Italy’s ‘divine intervention’ on vaccines raises concern about role of state

Protecting children from diseases normally reserved for other people is a top priority for the Italian government, but recent outbreaks of measles and a serious congenital defect have given the authorities pause

Health authorities in the Italian region of Vicenza have raised concerns about the negative effects of a national campaign aimed at raising awareness about the immunisation of children.

They have expressed unease at the size of the official role the government should be playing in protecting children from diseases normally reserved for other people.

But the director general of Health for Vicenza (a regional administration in north-eastern Italy), Dr Giancarlo Gelber, says it was not possible to limit the government’s role to that of an insurer, rather than the provider of general health.

It was a prescription for a “divine intervention” that parents were being urged to follow, he said.

The communiques of two alarming developments have been triggered by the spread of measles and serious congenital defects in Italian children.

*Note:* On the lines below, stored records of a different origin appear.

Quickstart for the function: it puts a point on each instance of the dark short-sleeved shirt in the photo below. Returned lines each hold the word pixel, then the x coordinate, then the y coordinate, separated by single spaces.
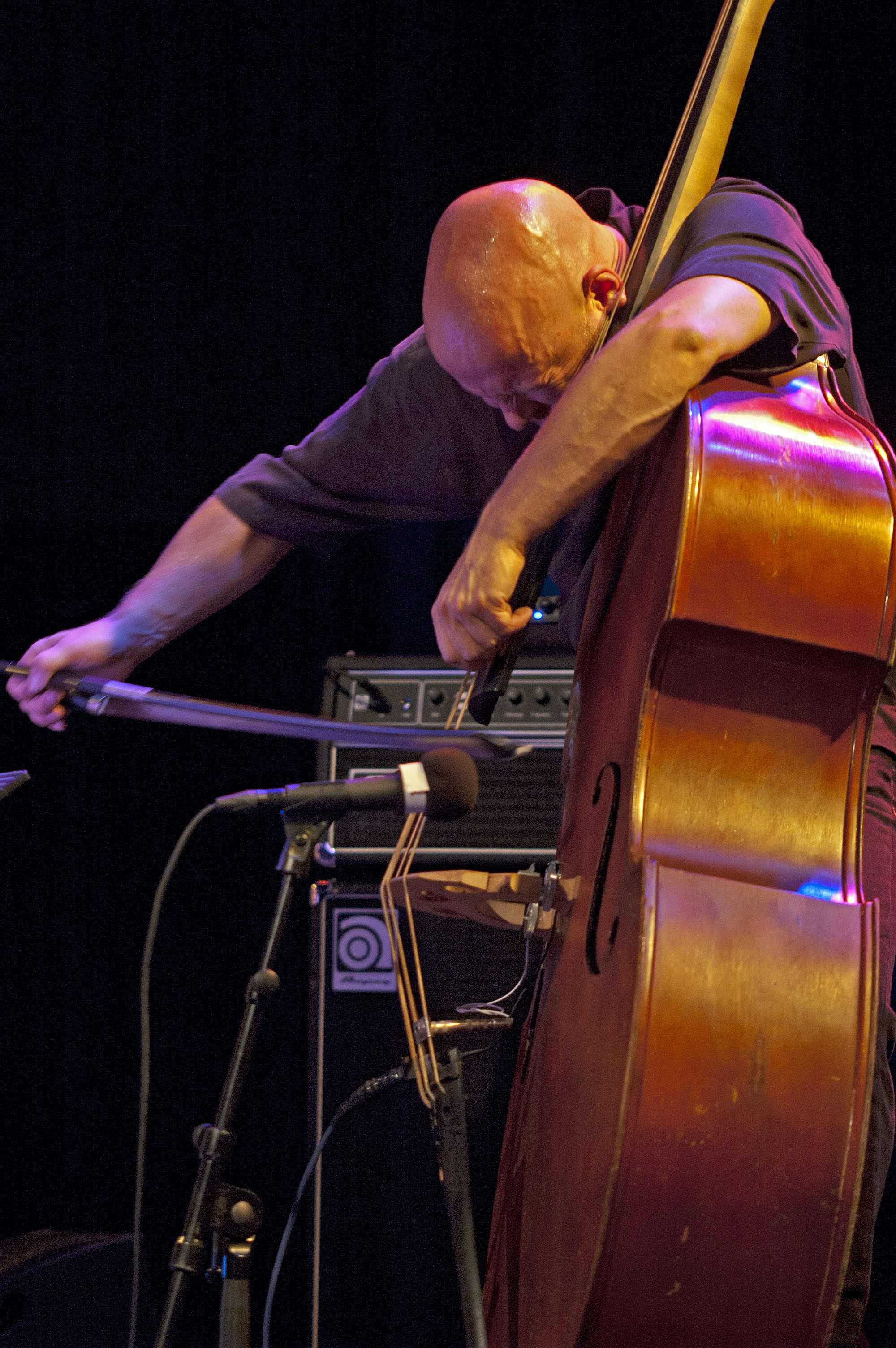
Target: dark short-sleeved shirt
pixel 413 445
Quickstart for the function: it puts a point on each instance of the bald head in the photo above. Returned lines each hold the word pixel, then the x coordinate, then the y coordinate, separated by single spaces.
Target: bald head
pixel 515 289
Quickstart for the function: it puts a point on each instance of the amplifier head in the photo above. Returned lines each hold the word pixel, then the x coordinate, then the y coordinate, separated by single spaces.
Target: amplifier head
pixel 518 816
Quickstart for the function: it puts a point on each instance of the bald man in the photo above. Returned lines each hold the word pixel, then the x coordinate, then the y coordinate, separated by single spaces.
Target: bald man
pixel 494 410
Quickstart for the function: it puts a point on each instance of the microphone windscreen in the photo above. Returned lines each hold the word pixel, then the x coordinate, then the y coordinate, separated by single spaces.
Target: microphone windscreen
pixel 455 784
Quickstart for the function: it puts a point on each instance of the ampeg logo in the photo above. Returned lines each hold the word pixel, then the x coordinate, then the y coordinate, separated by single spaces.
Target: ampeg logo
pixel 362 955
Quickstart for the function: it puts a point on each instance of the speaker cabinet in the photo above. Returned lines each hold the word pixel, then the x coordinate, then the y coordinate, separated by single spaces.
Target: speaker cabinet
pixel 386 1264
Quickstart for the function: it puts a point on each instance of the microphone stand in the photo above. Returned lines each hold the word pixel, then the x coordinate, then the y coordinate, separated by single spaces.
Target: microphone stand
pixel 231 1215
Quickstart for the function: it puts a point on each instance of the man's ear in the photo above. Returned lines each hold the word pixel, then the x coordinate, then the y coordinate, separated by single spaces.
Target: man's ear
pixel 603 285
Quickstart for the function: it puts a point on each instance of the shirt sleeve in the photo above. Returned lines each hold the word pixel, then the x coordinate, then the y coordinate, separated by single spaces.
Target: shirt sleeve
pixel 411 445
pixel 748 232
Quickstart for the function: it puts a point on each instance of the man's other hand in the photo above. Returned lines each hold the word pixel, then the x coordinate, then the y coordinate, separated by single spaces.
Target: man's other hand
pixel 472 615
pixel 90 649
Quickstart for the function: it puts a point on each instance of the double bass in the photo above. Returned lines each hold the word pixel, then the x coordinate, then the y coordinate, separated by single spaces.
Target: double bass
pixel 688 1122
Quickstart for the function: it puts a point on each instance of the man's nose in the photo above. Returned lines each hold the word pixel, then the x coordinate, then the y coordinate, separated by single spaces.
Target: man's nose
pixel 514 419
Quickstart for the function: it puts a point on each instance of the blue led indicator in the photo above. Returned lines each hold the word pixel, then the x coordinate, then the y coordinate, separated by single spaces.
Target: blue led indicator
pixel 813 890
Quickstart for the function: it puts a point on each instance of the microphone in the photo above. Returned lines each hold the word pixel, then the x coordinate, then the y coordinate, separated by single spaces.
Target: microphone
pixel 442 786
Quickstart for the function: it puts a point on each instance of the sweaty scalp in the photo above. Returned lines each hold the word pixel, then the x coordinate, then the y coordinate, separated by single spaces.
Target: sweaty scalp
pixel 500 261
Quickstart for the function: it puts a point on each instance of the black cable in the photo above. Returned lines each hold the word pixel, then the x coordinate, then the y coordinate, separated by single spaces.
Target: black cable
pixel 145 1057
pixel 364 1092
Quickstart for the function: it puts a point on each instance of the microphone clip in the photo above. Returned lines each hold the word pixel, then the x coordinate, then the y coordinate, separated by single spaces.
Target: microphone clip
pixel 302 838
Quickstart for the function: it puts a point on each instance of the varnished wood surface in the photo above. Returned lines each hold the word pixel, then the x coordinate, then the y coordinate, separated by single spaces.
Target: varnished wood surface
pixel 711 1083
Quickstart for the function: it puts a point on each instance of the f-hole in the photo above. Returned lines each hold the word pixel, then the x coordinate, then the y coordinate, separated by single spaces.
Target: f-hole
pixel 603 866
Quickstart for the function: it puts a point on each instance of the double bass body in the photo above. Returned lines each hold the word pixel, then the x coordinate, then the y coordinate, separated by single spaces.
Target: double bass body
pixel 686 1132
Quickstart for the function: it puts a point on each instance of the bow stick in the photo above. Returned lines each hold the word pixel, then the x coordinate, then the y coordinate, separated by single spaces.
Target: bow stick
pixel 135 703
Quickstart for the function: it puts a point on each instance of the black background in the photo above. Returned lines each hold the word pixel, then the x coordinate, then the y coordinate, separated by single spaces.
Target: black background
pixel 216 217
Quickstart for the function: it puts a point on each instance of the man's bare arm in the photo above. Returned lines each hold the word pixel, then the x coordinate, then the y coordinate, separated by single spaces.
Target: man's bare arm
pixel 612 409
pixel 212 560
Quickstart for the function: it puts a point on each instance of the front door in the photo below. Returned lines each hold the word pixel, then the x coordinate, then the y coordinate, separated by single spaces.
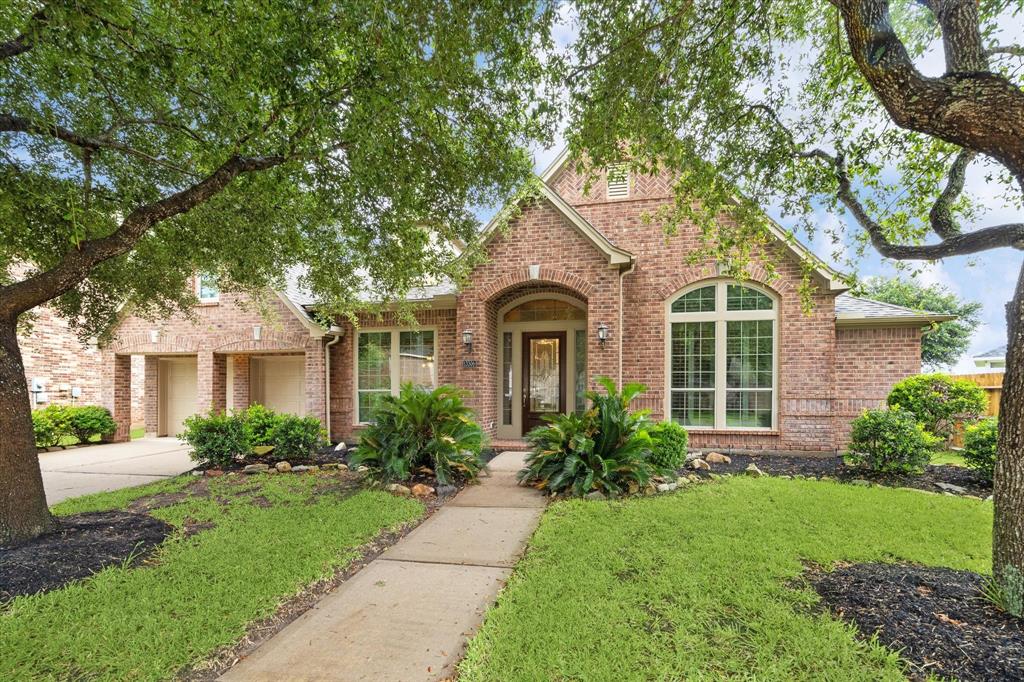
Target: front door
pixel 543 376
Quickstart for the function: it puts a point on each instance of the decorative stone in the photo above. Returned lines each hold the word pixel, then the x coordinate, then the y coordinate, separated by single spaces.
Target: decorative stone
pixel 422 491
pixel 398 488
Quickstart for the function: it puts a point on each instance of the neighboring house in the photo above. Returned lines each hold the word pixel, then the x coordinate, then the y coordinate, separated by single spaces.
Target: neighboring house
pixel 992 359
pixel 578 286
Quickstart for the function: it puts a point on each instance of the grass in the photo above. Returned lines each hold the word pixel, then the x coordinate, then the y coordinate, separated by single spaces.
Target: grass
pixel 705 584
pixel 197 593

Measles cases soared to a weekly record in Italy last year – an 85% increase on 2016 levels – while the number of congenital malformations has doubled in the last decade.

The reason for the higher risks in Vicenza is in fact the same as in most of Italy. Parents are either not confident enough in the protection of vaccinations or they believe their children will be ill without them.

Health officials are worried about the likelihood of a repeat of the outbreaks which triggered the controversial vaccination campaign in 1977. As with those that have hit rural Italian health systems since 2010, they suggest a large number of unvaccinated children and their families in the area in question are to blame.

It was not possible to reduce the state’s role

Asked whether the Italian government had a role to play, but only to ensure that parents took good care of their children and, in the event of a communicable disease outbreak, to provide medical support to them when they were unable to access their children’s education, Dr Gelber replied: “I don’t believe so.”

Many parents are concerned about other issues such as their children’s attitude to their classmates’ eating habits, their exposure to noise and environmental pollution, and behavioural problems such as hyperactivity.

But, said Dr Gelber, the hospitals and universities in Vicenza were preparing for a higher number of measles cases this year.

Other regions were being encouraged to follow their example, he said.

The possibility of a wave of measles is being viewed with particular suspicion among the national health authorities. They say there was no scientific basis for the claim of health officials in the eastern Italian region of Emilia Romagna that previous vaccinations for measles were not completed in time.

The overall message to health authorities in Vicenza, said Dr Gelber, was that it was impossible to reduce the state’s role to that of an insurer.

“From this point of view it was not possible to reduce the state’s role”, he said.

Health authorities and the environment ministry must act together to make vaccination a serious matter, he said.